Patient Safety Quarterly - Communicating can require creativity in emergency
Patient Safety Quarterly - Communicating can require creativity in emergency
Computer system, other normal methods may be out
What would you do if your hospital lost all power, all telephone service, and began filling up with smoke? That’s exactly what happened to Betty Wisgirda, CHAM, when she was the director of registration at Good Samaritan Medical Center in Brockton, MA. She was called in at 7:30 one evening a few years ago to help con-trol the crisis. Wisgirda now serves as director of patient registration at South Shore Hospital in South Weymouth, MA.
Good Samaritan, which had just merged with another local hospital, was in the midst of building renovations when some wiring caught fire during the installation of a sprinkler system. Every wire in the building was destroyed.
When firefighters arrived, they gave orders to evacuate the building immediately. "The building has five floors, and we had patients everywhere," recalls Wisgirda, who received a call about the fire from a member of her staff just before power was lost. At that point, there were still two hospital campuses, with a small number of patients at each facility, she explains. Although the census was low at the Cushing campus, where the fire occurred, the 114 patients were spread throughout the building, Wisgirda says.
"One lady had just had major surgery and was on a ventilator," she recalls. "She was carried down three flights of stairs and had to be manually aerated. We were very fortunate that she was the only patient on a ventilator. Having a low census at that time was a boon."
Cellular phones became a key part of containing the disaster, Wisgirda says. "We called people in using a phone tree — I call you and you call someone else — and anybody who had a police scanner knew there had been a fire at the hospital, so a lot of people who worked here came in [after hearing the news] that way."
From the perspective of the admitting department, the No. 1 lesson learned from the fire is that a manual patient census is a necessity, Wisgirda emphasizes. "If you can’t access the computer — and we couldn’t access it for weeks [after the fire] — there has to be a manual system." Fortunately, she says, her department was still using a manual bed board, despite the prevailing view of computer vendors that it’s not necessary to keep such records.
"We had a lot of the information — name, age, doctor, and insurance — and I was very happy that I had that," Wisgirda recalls. "New computer systems say you don’t need to keep such things in admitting, which is well and good if you can guarantee that the system won’t go down."
Hospital disaster plan put into action
The nursing supervisor on duty when the fire occurred took charge of clinical issues, and the vice president on call that evening, who was in charge of marketing and public relations, agreed to deal with the news media. The hospital’s disaster plan designated the lobby as the command center, but because everyone had to be evacuated from the building, the center of operations became a group of chairs in the parking lot. "If we had to do it again, we would have something like a flag to designate that this grouping of chairs was the command center," Wisgirda says. "When people came out into the parking lot, they spent a lot of time looking for who was in charge."

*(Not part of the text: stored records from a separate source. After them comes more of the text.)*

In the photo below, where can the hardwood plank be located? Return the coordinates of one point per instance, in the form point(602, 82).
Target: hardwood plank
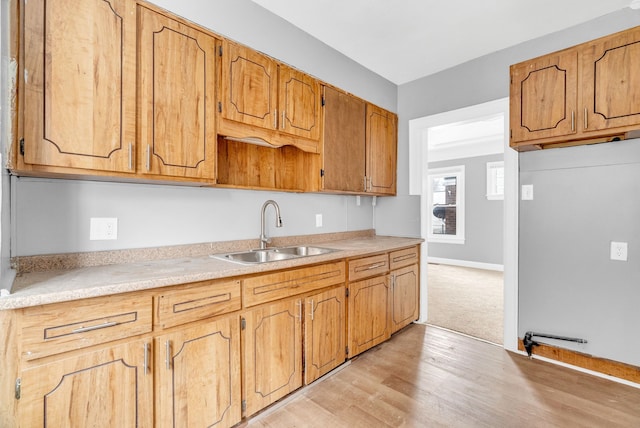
point(426, 376)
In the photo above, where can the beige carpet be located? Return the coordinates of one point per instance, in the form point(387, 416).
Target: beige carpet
point(466, 300)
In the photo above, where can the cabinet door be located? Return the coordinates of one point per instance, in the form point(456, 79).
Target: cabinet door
point(299, 103)
point(344, 142)
point(199, 376)
point(369, 309)
point(543, 97)
point(80, 84)
point(381, 147)
point(405, 306)
point(324, 331)
point(111, 387)
point(177, 111)
point(249, 87)
point(272, 353)
point(611, 81)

Using a telephone in the medical office building behind Good Samaritan Medical Center, Wisgirda took charge of calling other hospitals to check on bed availability. To get patients out of the parking lot, physicians who had space in that building opened their offices to provide temporary shelter.

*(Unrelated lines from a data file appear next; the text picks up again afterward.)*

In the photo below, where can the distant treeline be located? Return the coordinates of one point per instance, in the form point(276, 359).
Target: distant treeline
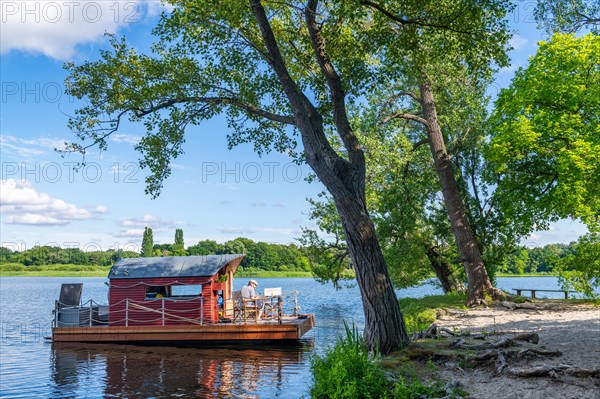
point(536, 260)
point(259, 255)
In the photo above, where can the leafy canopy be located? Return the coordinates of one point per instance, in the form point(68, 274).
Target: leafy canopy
point(545, 140)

Two patients were sent home, and 85 went to the campus of the hospital’s merger partner, where space was found for them in offices, corridors, and the rehab therapy department. About 14 patients went to other hospitals, she says.
One of the priorities during the process was to keep a patient with his or her attending physician if at all possible, Wisgirda points out. Keeping patients and medical records together was another challenge, she says, one that kept staff busy throughout the night.
Patients exit building in orderly fashion
Admitting staff were charged with making sure everyone was out of the building, which they did by checking off names on a list as patients exited. One employee remembered there was a body in the morgue that had to be released by the medical examiner, so there was time to call and get permission for its removal before the building was declared completely off limits.
Admitting employees called patients scheduled for surgery the next day to tell them not to come in, a process that went relatively smoothly, Wisgirda says.
Asked how helpful the medical center’s disaster plan was, she notes that common sense really became the order of the day. "If we went back and looked at the disaster plan, we’d see that we hit the high points, but maybe we didn’t do everything in the order we would have liked," she says.
To celebrate the successful handling of the disaster and the fact that no lives were lost as a result, Good Samaritan prepared a video that includes local news footage and interviews with those involved.
The depiction of the ordeal and the facility’s response was impressive enough that officials at the Joint Commission on Accreditation of Healthcare Organizations in Oakbrook Terrace, IL, asked for a copy of the videotape, she notes.
"They were very pleased with how we handled things," she says.